Mientras que las entradas oficiales para esta instancia tienen valores que oscilan entre US$ 930 y US$ 3.295, las plataformas de reventa muestran precios que parten desde los US$ 1.500 y alcanzan cifras superiores a los US$ 9.500 para las ubicaciones más codiciadas.
La escasez de localidades disponibles y el interés global por el duelo entre dos de las selecciones más convocantes del fútbol mundial explican buena parte de esta escalada. Las mejores ubicaciones son las primeras en agotarse y, a medida que se acerca el partido, los valores continúan ajustándose al alza.
Para los fanáticos que todavía planean viajar desde Argentina, el costo de la entrada representa solo una parte del gasto total. La alta demanda también impactó en los pasajes aéreos y en las tarifas hoteleras de Atlanta, que experimentaron aumentos significativos en los días previos al encuentro.
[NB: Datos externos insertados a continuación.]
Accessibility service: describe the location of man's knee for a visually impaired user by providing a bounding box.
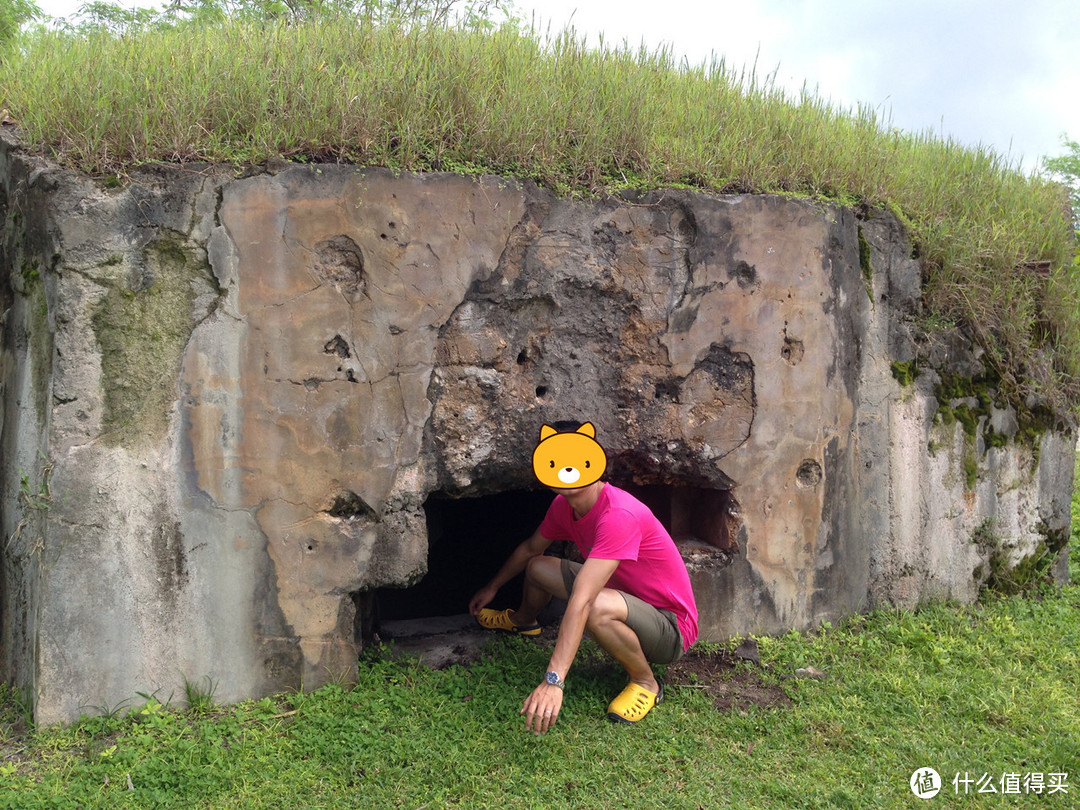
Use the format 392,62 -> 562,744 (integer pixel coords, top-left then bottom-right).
588,588 -> 626,629
525,554 -> 567,599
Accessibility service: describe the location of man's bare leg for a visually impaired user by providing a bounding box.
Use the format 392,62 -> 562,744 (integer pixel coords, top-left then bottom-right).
586,588 -> 660,692
510,555 -> 569,627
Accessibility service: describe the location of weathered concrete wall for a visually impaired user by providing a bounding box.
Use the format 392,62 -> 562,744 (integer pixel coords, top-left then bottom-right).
0,133 -> 1075,721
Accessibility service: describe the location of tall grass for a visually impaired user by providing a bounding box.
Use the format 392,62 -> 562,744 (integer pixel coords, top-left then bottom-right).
0,18 -> 1080,410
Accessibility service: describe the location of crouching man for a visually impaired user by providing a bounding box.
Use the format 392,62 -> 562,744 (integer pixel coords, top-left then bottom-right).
469,422 -> 698,734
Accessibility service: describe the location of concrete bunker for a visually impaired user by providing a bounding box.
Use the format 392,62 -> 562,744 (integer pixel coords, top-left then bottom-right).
373,475 -> 739,644
0,155 -> 1076,723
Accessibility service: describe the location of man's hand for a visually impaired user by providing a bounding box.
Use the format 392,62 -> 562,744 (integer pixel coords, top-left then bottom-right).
522,681 -> 563,734
469,585 -> 499,616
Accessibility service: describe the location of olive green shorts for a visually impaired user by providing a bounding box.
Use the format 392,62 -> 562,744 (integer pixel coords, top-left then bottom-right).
562,559 -> 683,664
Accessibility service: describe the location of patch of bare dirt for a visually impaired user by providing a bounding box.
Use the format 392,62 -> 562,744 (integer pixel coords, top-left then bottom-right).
666,647 -> 792,712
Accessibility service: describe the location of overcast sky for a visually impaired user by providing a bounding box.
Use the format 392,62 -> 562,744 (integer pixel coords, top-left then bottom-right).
38,0 -> 1080,170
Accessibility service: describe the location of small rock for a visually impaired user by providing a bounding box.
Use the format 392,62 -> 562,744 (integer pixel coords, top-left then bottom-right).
735,638 -> 761,664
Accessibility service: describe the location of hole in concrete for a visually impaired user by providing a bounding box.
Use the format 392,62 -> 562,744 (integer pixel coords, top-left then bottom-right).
653,380 -> 678,404
323,491 -> 375,519
314,233 -> 366,293
323,335 -> 352,360
620,484 -> 739,552
735,261 -> 757,289
377,489 -> 552,622
376,484 -> 739,635
780,335 -> 806,366
795,458 -> 821,487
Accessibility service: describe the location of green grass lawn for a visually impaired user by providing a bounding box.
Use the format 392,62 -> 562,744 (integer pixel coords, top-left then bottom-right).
0,505 -> 1080,810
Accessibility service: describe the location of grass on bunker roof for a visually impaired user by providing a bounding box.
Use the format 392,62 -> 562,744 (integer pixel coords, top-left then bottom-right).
0,11 -> 1080,419
0,527 -> 1080,810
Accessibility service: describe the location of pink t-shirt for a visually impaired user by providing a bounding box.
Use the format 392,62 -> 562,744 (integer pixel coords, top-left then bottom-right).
540,483 -> 698,649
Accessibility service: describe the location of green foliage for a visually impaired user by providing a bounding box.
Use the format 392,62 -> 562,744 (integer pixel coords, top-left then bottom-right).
0,585 -> 1080,810
889,360 -> 919,386
1043,137 -> 1080,230
0,0 -> 41,58
6,11 -> 1080,419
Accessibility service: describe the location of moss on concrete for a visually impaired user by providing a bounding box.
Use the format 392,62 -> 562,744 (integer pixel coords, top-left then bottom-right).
93,239 -> 213,446
889,360 -> 919,387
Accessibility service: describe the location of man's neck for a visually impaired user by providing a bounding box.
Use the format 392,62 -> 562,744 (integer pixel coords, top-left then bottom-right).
563,481 -> 604,521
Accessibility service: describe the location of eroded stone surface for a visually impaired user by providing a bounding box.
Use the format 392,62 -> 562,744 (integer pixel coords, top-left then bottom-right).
0,138 -> 1074,721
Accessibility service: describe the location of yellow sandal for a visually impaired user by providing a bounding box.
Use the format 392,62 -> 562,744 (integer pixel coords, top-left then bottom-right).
476,608 -> 541,636
608,680 -> 664,723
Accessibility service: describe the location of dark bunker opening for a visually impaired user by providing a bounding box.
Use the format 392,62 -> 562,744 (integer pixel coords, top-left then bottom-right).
377,489 -> 553,622
376,482 -> 738,624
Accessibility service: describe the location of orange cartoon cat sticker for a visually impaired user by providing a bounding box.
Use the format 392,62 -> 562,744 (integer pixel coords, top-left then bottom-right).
532,422 -> 607,489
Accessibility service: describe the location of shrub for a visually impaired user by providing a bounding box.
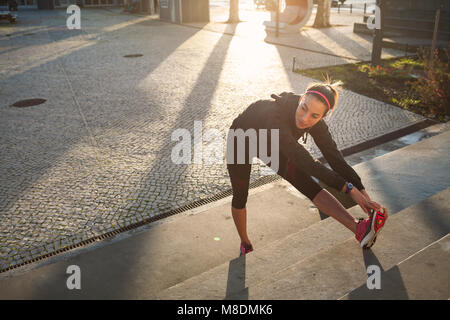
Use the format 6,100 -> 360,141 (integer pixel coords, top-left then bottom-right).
414,49 -> 450,118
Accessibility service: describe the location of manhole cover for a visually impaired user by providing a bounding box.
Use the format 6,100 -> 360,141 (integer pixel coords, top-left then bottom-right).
11,99 -> 47,108
123,53 -> 142,58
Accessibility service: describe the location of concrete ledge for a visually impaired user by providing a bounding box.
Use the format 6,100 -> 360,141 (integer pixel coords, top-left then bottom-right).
341,235 -> 450,300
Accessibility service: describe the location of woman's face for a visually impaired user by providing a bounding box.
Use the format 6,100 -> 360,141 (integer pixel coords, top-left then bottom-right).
295,94 -> 328,129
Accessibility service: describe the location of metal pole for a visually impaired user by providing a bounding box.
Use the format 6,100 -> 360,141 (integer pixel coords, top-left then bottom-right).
372,0 -> 384,66
430,8 -> 441,67
275,0 -> 280,38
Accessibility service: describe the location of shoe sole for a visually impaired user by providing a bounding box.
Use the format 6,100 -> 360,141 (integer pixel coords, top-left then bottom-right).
361,211 -> 387,249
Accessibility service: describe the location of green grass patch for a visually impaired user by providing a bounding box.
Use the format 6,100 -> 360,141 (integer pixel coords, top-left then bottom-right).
295,56 -> 445,121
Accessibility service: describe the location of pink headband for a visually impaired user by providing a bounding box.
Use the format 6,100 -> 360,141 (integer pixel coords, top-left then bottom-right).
306,90 -> 331,111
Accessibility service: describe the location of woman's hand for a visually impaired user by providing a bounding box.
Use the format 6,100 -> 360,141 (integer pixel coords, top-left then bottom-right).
349,188 -> 383,215
359,189 -> 370,200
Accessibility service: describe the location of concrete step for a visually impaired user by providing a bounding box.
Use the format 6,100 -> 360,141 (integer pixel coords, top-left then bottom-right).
0,183 -> 320,299
156,188 -> 450,300
341,235 -> 450,300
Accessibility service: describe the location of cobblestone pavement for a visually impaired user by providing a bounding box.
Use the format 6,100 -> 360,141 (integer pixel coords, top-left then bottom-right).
0,9 -> 423,269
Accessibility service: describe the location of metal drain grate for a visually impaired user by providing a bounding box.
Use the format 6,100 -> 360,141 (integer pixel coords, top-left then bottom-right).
11,98 -> 47,108
0,175 -> 281,273
0,119 -> 438,273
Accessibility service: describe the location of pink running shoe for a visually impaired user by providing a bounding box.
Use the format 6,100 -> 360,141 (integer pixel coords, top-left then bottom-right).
239,242 -> 253,257
356,210 -> 388,249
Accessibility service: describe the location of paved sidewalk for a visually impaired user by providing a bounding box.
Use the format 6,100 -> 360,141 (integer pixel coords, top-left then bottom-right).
0,9 -> 423,269
0,125 -> 450,299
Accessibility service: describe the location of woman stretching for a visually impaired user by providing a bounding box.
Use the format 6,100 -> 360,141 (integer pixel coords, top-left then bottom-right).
227,83 -> 388,255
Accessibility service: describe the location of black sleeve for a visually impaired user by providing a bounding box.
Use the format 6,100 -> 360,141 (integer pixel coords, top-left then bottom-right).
270,114 -> 345,190
310,120 -> 364,190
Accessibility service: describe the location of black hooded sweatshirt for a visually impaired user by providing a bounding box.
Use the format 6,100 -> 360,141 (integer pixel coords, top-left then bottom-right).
230,92 -> 364,191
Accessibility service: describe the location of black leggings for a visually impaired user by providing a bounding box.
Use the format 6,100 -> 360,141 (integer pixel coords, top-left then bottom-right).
227,155 -> 323,209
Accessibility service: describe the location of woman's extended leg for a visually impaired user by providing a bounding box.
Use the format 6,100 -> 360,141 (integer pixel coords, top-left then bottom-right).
313,189 -> 358,234
231,206 -> 251,246
279,161 -> 358,234
227,164 -> 251,249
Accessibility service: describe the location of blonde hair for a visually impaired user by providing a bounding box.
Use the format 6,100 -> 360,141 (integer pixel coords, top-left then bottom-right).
305,75 -> 343,117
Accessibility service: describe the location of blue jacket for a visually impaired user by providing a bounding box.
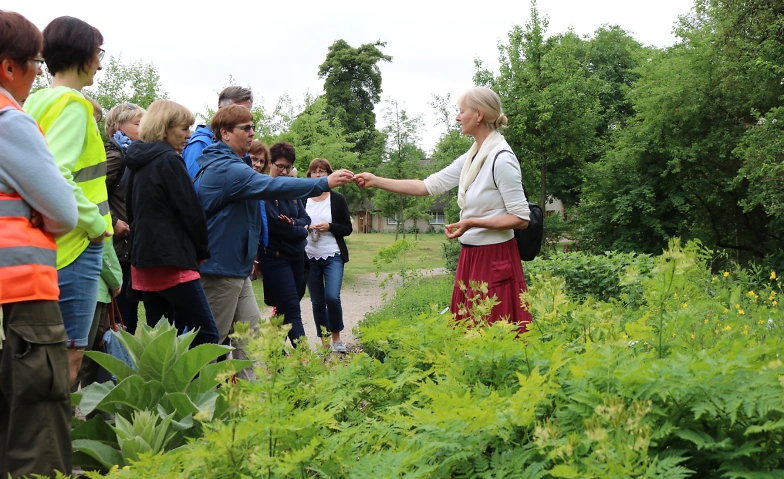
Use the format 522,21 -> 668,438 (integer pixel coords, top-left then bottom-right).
196,141 -> 329,278
182,125 -> 215,178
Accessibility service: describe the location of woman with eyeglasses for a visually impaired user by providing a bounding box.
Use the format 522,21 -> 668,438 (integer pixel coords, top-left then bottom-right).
194,105 -> 354,372
259,142 -> 314,347
25,17 -> 119,383
305,158 -> 353,353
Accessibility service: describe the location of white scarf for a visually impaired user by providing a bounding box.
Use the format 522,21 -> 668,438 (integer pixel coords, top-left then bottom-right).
457,130 -> 504,210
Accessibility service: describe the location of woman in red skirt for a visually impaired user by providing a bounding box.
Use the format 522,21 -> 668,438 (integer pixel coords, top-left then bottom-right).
354,87 -> 531,331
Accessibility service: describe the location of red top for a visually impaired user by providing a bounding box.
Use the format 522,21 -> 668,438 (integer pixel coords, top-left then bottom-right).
131,266 -> 201,292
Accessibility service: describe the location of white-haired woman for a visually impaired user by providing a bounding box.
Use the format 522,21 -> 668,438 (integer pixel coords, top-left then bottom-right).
103,103 -> 145,334
354,87 -> 531,331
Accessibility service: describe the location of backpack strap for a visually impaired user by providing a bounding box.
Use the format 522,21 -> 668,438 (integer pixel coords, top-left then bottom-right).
493,150 -> 514,189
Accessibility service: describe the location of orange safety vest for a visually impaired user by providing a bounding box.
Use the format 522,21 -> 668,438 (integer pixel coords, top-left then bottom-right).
0,94 -> 60,304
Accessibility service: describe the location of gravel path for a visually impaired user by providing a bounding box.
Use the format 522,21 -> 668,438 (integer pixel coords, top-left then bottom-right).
261,268 -> 446,349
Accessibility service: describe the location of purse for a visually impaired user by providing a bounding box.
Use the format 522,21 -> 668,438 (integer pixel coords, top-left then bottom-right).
98,298 -> 136,381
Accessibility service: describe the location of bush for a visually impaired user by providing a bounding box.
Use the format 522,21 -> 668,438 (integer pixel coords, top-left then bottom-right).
523,251 -> 653,305
89,242 -> 784,479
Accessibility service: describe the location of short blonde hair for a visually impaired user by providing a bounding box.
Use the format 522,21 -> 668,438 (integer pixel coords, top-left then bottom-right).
457,86 -> 509,130
104,103 -> 146,137
139,100 -> 196,141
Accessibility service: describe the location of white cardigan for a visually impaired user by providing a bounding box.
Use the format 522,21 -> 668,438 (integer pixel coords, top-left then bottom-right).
425,140 -> 530,245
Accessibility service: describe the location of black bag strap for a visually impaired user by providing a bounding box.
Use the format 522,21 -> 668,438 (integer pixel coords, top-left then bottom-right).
493,150 -> 517,189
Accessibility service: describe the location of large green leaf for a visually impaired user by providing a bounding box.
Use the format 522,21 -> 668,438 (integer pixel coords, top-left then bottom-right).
79,375 -> 165,415
84,351 -> 136,381
136,328 -> 177,384
164,344 -> 231,392
73,439 -> 125,469
161,393 -> 199,419
71,415 -> 117,444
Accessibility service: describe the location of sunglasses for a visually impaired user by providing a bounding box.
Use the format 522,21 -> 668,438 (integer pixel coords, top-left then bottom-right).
234,125 -> 256,133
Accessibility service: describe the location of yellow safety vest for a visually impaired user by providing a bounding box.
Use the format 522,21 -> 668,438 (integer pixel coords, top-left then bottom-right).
31,91 -> 113,269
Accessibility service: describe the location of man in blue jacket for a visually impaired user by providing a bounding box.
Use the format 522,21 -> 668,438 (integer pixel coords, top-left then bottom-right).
196,105 -> 354,379
182,86 -> 253,178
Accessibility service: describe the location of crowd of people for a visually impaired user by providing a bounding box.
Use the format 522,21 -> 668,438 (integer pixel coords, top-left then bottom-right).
0,11 -> 531,478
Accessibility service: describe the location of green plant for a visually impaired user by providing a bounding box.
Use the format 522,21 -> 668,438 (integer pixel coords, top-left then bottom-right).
71,319 -> 251,470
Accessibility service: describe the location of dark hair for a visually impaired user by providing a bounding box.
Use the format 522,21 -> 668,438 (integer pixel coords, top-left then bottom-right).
210,105 -> 253,140
305,158 -> 332,178
0,10 -> 44,73
218,86 -> 253,106
41,17 -> 103,75
270,141 -> 297,166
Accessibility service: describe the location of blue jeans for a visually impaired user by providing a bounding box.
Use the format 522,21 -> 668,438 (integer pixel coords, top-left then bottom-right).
57,242 -> 103,348
143,279 -> 220,347
308,254 -> 343,336
259,253 -> 305,347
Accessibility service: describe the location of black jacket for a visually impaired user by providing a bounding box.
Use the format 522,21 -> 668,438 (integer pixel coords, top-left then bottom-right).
264,200 -> 310,258
123,141 -> 210,271
322,191 -> 354,263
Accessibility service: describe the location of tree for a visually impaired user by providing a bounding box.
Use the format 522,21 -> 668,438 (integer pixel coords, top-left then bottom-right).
85,56 -> 168,111
475,2 -> 601,205
318,40 -> 392,154
373,100 -> 432,240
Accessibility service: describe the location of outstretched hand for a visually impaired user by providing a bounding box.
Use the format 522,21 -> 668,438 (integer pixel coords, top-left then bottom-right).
444,220 -> 473,239
327,170 -> 354,188
354,173 -> 378,188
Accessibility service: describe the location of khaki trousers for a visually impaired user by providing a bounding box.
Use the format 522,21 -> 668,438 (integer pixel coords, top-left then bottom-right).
201,274 -> 261,379
0,301 -> 71,478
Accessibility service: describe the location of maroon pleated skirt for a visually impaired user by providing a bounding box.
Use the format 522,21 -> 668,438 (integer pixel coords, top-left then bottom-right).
449,238 -> 532,332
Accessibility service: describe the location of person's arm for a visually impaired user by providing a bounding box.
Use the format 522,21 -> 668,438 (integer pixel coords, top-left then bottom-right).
327,193 -> 354,236
0,109 -> 78,236
444,155 -> 529,238
268,200 -> 308,242
46,102 -> 109,240
101,238 -> 122,292
354,173 -> 429,196
160,151 -> 210,261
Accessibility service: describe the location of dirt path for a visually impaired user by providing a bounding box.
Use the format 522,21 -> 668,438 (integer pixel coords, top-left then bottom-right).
262,268 -> 446,348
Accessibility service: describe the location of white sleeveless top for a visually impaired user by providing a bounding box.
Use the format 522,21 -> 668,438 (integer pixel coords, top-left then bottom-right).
305,195 -> 340,259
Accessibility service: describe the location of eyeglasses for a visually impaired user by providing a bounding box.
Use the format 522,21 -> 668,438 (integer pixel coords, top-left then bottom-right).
234,125 -> 256,133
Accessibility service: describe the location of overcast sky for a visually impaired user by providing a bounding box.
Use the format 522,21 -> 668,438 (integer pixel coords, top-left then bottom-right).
7,0 -> 693,151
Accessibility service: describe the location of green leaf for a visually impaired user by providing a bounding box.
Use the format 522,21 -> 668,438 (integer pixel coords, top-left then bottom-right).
84,351 -> 136,381
164,344 -> 231,392
71,415 -> 117,444
137,328 -> 181,384
72,439 -> 125,469
547,464 -> 580,478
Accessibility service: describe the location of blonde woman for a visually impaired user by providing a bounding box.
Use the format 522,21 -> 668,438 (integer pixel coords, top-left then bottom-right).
354,87 -> 531,331
123,100 -> 218,346
103,103 -> 145,334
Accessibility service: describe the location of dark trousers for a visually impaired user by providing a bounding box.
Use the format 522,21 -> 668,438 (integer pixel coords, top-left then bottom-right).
144,279 -> 220,347
308,254 -> 343,336
117,262 -> 139,334
259,253 -> 305,347
0,301 -> 71,478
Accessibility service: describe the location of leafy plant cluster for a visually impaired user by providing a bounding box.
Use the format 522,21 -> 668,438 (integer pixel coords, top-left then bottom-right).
87,242 -> 784,478
524,251 -> 653,305
71,319 -> 250,471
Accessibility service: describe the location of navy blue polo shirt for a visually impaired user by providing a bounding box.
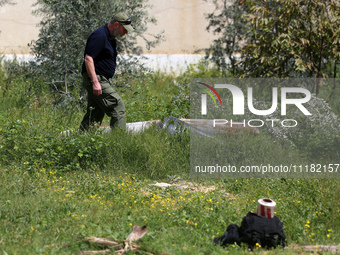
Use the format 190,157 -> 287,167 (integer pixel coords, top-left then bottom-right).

La FIFA mantiene activo su sistema oficial de reventa de entradas verificadas, aunque los precios varían constantemente según la oferta y la demanda. Paralelamente, plataformas privadas ofrecen tickets a valores aún más elevados, especialmente para los sectores preferenciales del estadio.
De cara a una eventual clasificación argentina a la final del Mundial, el mercado ya anticipa una nueva escalada. Algunas proyecciones de reventa ubican las entradas para el partido decisivo del 19 de julio por encima de los US$ 10.000, reflejando el enorme interés que genera la campaña del equipo dirigido por Lionel Scaloni y convirtiendo a este Mundial en uno de los más costosos para los hinchas que sueñan con alentar a la Selección desde las tribunas.